Hungary`s developement weakens economy

developments in Hungary weaken economy

    Everyone who might have read the news over the last week will have come across many negative articles on recent developments in Hungary and on Hungary’s Prime Minister Victor Orban.

Then at the same time when searching online I still find many positive quotes on Hungary and its economy as well as on Hungary as an industrial location.

 “With their stable, democratic government, developed infrastructure, and highly skilled and motivated workforce, Hungary is an ideal country for software outsourcing.”


    Even though this quote is not very old Hungary’s situation has changed completely.

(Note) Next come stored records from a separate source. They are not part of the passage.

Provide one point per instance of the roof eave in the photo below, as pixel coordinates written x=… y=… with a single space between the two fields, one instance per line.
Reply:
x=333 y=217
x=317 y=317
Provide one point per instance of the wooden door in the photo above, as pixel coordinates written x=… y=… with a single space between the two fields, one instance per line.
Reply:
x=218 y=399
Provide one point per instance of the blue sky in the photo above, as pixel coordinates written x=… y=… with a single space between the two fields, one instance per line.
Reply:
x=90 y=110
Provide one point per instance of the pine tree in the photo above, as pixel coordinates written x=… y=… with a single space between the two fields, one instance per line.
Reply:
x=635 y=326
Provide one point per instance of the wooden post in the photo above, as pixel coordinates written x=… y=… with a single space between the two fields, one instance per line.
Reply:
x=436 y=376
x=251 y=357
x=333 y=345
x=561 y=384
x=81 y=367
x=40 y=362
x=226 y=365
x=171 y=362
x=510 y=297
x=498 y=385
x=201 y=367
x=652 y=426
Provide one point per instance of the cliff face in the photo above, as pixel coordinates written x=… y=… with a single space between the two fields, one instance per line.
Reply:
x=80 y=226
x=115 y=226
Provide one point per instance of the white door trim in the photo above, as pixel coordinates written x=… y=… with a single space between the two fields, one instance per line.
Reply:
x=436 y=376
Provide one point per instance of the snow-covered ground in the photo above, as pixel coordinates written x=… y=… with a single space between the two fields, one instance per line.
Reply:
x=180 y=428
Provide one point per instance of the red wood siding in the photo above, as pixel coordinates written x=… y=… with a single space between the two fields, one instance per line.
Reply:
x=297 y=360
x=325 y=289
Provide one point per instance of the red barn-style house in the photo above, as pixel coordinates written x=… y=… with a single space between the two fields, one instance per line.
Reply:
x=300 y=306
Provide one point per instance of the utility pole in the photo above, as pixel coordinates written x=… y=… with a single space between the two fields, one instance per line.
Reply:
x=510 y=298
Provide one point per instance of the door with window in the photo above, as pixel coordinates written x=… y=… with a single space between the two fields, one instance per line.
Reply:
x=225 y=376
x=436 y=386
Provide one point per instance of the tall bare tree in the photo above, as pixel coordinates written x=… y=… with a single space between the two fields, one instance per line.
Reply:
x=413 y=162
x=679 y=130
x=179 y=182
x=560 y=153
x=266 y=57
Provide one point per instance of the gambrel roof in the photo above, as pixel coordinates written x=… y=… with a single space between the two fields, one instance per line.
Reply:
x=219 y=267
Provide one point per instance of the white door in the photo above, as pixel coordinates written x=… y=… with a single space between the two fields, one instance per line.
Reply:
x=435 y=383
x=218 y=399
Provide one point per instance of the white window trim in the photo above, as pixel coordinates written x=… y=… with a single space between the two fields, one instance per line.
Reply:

   Shortly after Hungary joined the European Union in May 2004 their economy started to weaken. When in May 2010 Prime Minister Victor Orban was elected the nation’s economy already was in very bad condition (many argue that this has helped him to win the election). Since then many things have changed. Freedom of media has been restricted and the constitutional amendments are now changed for the 4.time in one year.  Nowadays, the country has to face high public debt and a growing corruption. This definitely is a huge step back in the process of democratization.

“Constitutional Revenge”

    In a recent article “Constitutional Revenge”, puplished in the New York Times, Paul Krugman argues that even though the situation in Hungary seemed really difficult to interpret to the European Union now the relation seemed to have calmed down, the U.S, however, still shows some concern. Moreover, Krugman seems to perceive the recent constitutional change as revenge of the government, as for example many fundamental rights (Which should normally exist in a democracy) were abolished. One of the most shocking new laws: criminalization of homelessness. Also, the author points out Europe’s helplessness. Krugman concludes by stating that he expects Victor Orban to increase his power and he warns of the future:

“Prime Minister Viktor Orbán recognizes no limits on his power. When Europe tells him no and when his country’s own Constitutional Court hands him defeats, he waits until Hungary is out of the spotlight, and then he adjusts the constitution to make all those unpleasant restrictions go away.”

    Check out his interesting article!

To conclude, even though Hungary has a very good infrastructure and many well educated people, Hungary is getting less and less interesting for any kind of companies or investors because of the unpredictable political future and therefore the unpredictability of Hungary’s stability.

How do you think is Hungary going to develop? Would you like to invest there and why?